Lance Kirke had called me on a Friday afternoon asking if I could quote on refurbishing his apartment. I arranged to meet with him on the Monday morning. On the dot of nine on Monday, I rang his doorbell. When Lance opened the door, he was barefoot and wearing nothing other than a fluffy white towel wrapped low around his hips, with a telltale bulge only a few inches below the top of the towel. His blond locks were all wet and mussed and he had some beads of water on his hairy chest.

‘Come in, come in,’ Lance beckoned excitedly.

I should have bolted or at least said I’d wait till he got dressed. But stupefied, I crossed the threshold.

‘I’ll show you ‘round.’

I silently followed him from room to room, barely taking in anything.

‘Okay, so ... how ‘bout we sit in the lounge and you can tell me what you think?’

What I think is you need to go and put some clothes on!

I sat down on a brown leather armchair. The television to my left was on, but the volume was turned down.

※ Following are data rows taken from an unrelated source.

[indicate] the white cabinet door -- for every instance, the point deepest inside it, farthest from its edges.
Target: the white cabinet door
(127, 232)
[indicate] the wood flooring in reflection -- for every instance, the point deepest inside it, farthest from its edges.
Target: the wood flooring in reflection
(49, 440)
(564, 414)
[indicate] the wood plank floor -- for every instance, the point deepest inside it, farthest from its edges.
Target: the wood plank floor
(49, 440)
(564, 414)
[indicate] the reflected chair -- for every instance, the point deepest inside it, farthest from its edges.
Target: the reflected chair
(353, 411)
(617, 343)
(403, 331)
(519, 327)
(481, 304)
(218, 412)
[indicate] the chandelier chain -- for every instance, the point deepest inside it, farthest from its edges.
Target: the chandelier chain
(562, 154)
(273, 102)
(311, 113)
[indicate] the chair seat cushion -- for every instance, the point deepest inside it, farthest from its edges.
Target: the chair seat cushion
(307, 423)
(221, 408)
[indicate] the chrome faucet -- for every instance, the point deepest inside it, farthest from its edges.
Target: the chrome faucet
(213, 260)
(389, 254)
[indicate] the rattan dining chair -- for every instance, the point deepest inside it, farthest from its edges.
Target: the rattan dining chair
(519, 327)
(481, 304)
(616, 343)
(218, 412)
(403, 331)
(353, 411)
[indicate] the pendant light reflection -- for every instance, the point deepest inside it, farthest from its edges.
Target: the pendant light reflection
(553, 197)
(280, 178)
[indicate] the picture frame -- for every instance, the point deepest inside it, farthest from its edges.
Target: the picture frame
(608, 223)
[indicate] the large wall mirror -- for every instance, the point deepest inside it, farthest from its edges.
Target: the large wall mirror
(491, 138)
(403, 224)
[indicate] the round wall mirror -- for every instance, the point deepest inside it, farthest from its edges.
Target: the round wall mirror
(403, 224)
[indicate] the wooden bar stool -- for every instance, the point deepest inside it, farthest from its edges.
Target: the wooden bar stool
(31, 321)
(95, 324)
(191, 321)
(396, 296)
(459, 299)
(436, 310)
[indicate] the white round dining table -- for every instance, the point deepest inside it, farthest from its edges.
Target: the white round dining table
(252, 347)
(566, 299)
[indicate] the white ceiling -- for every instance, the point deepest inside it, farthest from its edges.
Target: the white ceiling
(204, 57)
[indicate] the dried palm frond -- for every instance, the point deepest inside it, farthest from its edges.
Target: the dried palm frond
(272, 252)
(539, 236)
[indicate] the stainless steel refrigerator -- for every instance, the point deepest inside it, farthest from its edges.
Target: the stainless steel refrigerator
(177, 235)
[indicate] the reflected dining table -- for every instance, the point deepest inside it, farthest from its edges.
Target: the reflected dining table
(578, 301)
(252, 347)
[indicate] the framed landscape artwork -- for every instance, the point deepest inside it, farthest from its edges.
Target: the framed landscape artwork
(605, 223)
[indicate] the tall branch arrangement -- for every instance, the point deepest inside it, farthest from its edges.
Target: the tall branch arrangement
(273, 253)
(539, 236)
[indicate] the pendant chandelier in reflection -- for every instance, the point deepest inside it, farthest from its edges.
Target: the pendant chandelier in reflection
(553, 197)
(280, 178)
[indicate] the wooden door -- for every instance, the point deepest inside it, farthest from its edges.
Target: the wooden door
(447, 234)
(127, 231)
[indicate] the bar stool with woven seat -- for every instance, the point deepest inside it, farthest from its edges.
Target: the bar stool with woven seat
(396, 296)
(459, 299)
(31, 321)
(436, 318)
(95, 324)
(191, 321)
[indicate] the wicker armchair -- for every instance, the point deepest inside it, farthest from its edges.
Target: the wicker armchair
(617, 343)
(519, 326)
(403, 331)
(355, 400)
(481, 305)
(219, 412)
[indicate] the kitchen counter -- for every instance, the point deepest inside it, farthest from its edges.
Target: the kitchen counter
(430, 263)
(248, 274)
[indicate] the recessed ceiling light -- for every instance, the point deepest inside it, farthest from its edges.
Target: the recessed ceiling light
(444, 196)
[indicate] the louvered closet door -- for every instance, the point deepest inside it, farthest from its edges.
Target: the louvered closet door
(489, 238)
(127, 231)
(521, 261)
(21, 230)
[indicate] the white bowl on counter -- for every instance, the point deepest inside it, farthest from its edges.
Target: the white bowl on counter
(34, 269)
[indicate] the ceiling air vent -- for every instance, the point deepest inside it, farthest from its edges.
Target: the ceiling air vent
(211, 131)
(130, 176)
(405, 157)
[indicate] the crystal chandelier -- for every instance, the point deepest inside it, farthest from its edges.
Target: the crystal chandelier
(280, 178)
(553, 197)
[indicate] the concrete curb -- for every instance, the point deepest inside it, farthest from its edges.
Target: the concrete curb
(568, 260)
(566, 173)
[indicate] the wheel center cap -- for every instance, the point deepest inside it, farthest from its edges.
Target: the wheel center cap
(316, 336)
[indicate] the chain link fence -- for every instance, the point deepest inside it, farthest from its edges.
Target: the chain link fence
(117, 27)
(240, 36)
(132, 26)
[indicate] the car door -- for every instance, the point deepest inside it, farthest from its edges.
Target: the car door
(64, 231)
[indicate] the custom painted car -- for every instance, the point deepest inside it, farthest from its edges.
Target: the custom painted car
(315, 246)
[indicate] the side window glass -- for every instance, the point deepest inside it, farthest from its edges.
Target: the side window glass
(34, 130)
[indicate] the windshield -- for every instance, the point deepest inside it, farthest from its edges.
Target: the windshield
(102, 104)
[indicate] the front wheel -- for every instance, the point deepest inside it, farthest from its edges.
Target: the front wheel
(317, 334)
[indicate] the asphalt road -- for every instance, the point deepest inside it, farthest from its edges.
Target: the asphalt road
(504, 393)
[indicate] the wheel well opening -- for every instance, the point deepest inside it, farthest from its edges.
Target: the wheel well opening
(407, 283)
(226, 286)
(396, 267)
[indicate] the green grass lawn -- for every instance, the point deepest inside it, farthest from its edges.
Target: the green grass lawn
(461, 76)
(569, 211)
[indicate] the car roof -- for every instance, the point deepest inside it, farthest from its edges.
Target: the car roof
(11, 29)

‘Make yourself comfy, I’ll be back in a jiffy.’

Lance must have heard my transmission. Or ... maybe not. When he returned a few minutes later, he was still wearing only the towel, but he was carrying a large spoon and a bowl of Froot Loops.

‘Want some?’

Why? Is it laced?
Was Lance like the serpent tempting Eve with that piece of froot? With a fear of ending up naked save for a matching fluffy white towel slung around
my
hips, and a little face washer on each breast, I resisted the temptation.
‘Er, n-no thanks.’

Lance sat on the matching two-seater opposite me. It was hard to stay focused on what he was saying or even hear it (he munched loudly). He shovelled the last spoonful of cereal into his mouth, and then ... he upped the ante. Lance crossed his legs.

I gulped. Just the week before, I’d seen the film,
Basic Instinct.
It was scary. Even scarier was the feeling that I now had a bit part in it—in
that
interrogation room scene. Lance, who’d put the bowl aside and lit a cigarette, had a big part in it. He was Sharon Stone.

Dear God in Heaven, it’s Monday, you’ve had your rest, now please play your part and keep Lance’s legs together so that I don’t have to see his big part. Please keep Lance’s lance under cover!